I think it may have helped to have a scheduler because then the distribution of work could have been passed to the scheduler as opposed to the processors themselves. I do have a follow-up question though: doesn't the work done by the scheduler add to the total work though? In that case, would it have helped the speed up? I would imagine that the distribution has to occur before the processors can do their respective calculations.
@makingthingsfast, I agree with your opinions about scheduler. Scheduler needs to use some strategies to distribute the work among nodes. The more sophisticated the strategy is, the more overhead it will have.
During the demo, I had originally thought that a work-stealing strategy would have helped to speed up the computation. However, I imagine this still incurs some overhead (when a processor takes work from other processors), which probably cancels out any speed up gained from reducing the number of idle processors.
@makingthingsfast I think the scheduler's work should count towards total work. Our hope is that using the scheduler (and incurring this extra work) will reduce the span of the remaining (hopefully now better parallelized) work.

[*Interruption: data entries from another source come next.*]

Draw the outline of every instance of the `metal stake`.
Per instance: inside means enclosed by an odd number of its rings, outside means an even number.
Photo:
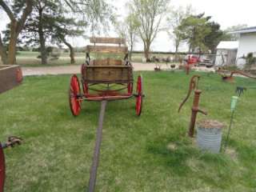
[[[99,154],[100,154],[101,143],[102,143],[102,126],[103,126],[103,120],[104,120],[104,114],[105,114],[106,103],[107,103],[106,100],[102,101],[101,111],[99,114],[99,119],[98,119],[98,126],[97,129],[97,138],[95,142],[94,158],[93,158],[93,163],[91,165],[90,173],[89,192],[94,191],[95,184],[96,184],[97,169],[98,169],[98,162],[99,162]]]
[[[226,146],[227,146],[227,143],[228,143],[228,142],[229,142],[230,134],[230,130],[231,130],[231,126],[232,126],[232,124],[233,124],[234,114],[234,110],[233,110],[233,111],[232,111],[232,114],[231,114],[230,127],[229,127],[229,130],[228,130],[228,132],[227,132],[226,139],[226,142],[225,142],[225,144],[224,144],[223,152],[225,152],[226,148]]]

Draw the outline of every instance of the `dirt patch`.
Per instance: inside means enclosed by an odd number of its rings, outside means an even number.
[[[167,148],[168,150],[177,150],[178,146],[177,146],[177,145],[176,145],[175,143],[174,143],[174,142],[170,142],[170,143],[167,145],[166,148]]]

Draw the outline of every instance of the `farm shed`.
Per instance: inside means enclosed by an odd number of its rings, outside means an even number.
[[[243,58],[246,57],[249,53],[253,53],[256,57],[256,26],[241,29],[230,34],[239,34],[237,65],[243,66],[246,64]]]
[[[238,42],[220,42],[217,46],[216,66],[230,66],[236,63]]]

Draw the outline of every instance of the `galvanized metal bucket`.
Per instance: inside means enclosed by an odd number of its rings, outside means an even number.
[[[219,153],[223,124],[214,120],[204,120],[197,125],[197,144],[202,150]]]

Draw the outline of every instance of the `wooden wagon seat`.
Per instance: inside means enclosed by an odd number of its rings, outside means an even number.
[[[124,38],[90,38],[90,42],[94,43],[94,46],[87,46],[87,52],[101,52],[101,53],[128,53],[128,47],[126,46]],[[118,46],[102,46],[102,44],[117,44]],[[122,46],[123,45],[123,46]]]
[[[94,59],[90,61],[90,66],[123,66],[125,61],[114,58]]]

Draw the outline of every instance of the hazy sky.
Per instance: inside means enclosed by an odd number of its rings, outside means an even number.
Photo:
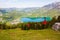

Thinking a step further, I wonder that in more complicated situations, should we have yet another pre-computation step that determines whether it is efficient to run the scheduler at all?
@kipper, I think work stealing strategy will also not work as desired for situations when work is being offloaded to other processor but previous processor had already data in cache. New processor will have to pull the data again from the memory which will be an expensive operation in this case.